Soldier considered 'too fat and unfit' to serve mounts court challenge over decision to discharge him
Published 27/08/2015 | 13:03
A soldier, who is considered too fat and unfit to serve his country, has been given leave of the High Court to legally challenge a decision of the Minister for Defence not to allow him extend his military service.
As well as challenging a decision to discharge him from the Permanent Defence Forces next month, Private Denis Dowd will seek a declaration that a Medical Corps Instruction, insofar as it refers to obesity, is repugnant to the Constitution.
Michael Howard SC, counsel for Private Dowd, told Ms Justice Mary Faherty in the High Court, that Private Dowd’s body mass index (BMI) is considered too high to allow him continue serve in the army despite the fact that he is a keen sportsman and runs marathons and 10k races.
Mr Howard, who appeared with barrister Nathan Jones, said Private Dowd had undergone a medical assessment which deemed his BMI so high it would prevent him obtaining a required medical classification to allow him extend his service in the military.
The court heard that despite having undergone a strenuous programme to reduce his BMI he had been informed by his Commanding Officer he would not be recommending an extension of service because of his medical classification. An appeal against the decision was disallowed.
Mr Howard, who was instructed by Private Dowd’s solicitors O’Regan Little, told Judge Faherty that the method of assessing BMI used by the Defence Forces was crude. He said other more accurate body fat indicators, including a skinfold calliper test, should have been carried out.

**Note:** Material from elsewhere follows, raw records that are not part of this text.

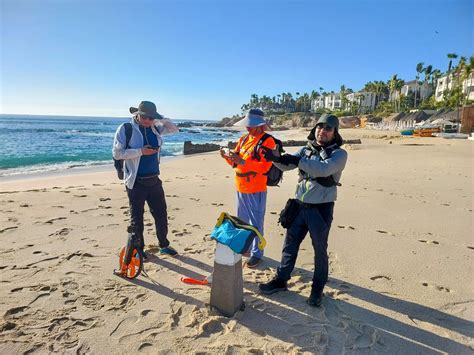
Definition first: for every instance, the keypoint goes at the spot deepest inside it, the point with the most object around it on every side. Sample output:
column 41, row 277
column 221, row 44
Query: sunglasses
column 147, row 118
column 325, row 127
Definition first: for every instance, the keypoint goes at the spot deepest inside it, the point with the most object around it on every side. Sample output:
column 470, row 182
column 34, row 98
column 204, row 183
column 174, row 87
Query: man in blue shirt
column 142, row 169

He said that if such a test had been applied it would have resulted in Pvt Dowd being given a medical classification that would have resulted in his service being extended. A doctor who had assessed Pvt Dowd said that he was sufficiently physically fit to be given a medical classification allowing his service to be extended.
Mr Howard said could run a 10k in under 50 minutes and does it three times a week. He had completed five marathons, plays rugby with his local club and does circuit training twice a week. He had represented the Defence Forces in handball and soccer.

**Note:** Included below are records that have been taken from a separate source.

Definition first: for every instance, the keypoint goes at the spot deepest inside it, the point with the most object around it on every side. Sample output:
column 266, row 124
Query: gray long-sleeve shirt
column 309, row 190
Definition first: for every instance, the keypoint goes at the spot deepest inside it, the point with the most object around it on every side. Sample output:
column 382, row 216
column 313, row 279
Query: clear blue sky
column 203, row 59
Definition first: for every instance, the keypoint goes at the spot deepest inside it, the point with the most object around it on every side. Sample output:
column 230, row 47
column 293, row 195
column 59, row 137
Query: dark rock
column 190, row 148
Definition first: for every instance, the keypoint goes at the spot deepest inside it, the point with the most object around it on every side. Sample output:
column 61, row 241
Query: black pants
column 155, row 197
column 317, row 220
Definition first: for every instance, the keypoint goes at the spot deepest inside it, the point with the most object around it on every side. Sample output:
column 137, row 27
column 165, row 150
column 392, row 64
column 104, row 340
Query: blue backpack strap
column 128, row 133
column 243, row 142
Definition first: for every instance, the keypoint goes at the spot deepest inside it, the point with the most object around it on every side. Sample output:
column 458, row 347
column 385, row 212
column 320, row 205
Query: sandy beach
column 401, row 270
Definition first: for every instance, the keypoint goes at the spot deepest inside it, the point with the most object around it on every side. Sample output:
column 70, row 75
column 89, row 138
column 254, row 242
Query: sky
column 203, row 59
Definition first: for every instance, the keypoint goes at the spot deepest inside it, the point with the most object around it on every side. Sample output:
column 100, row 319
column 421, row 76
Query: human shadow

Private Dowd is seeking to quash the decision to discharge him and overturn the decision not to recommend him for extension of service. He wants a declaration that in assessing his health and suitability to remain in the Defence Forces on the basis of his BMI the respondents had acted unlawfully, unfairly and unreasonably and contrary to provisions of the Defence Acts 1954 to 2007.
Judge Faherty granted him leave to seek a judicial review of his situation and placed a temporary stay on his discharge from the Defence Forces. The matter was put back until mid-November.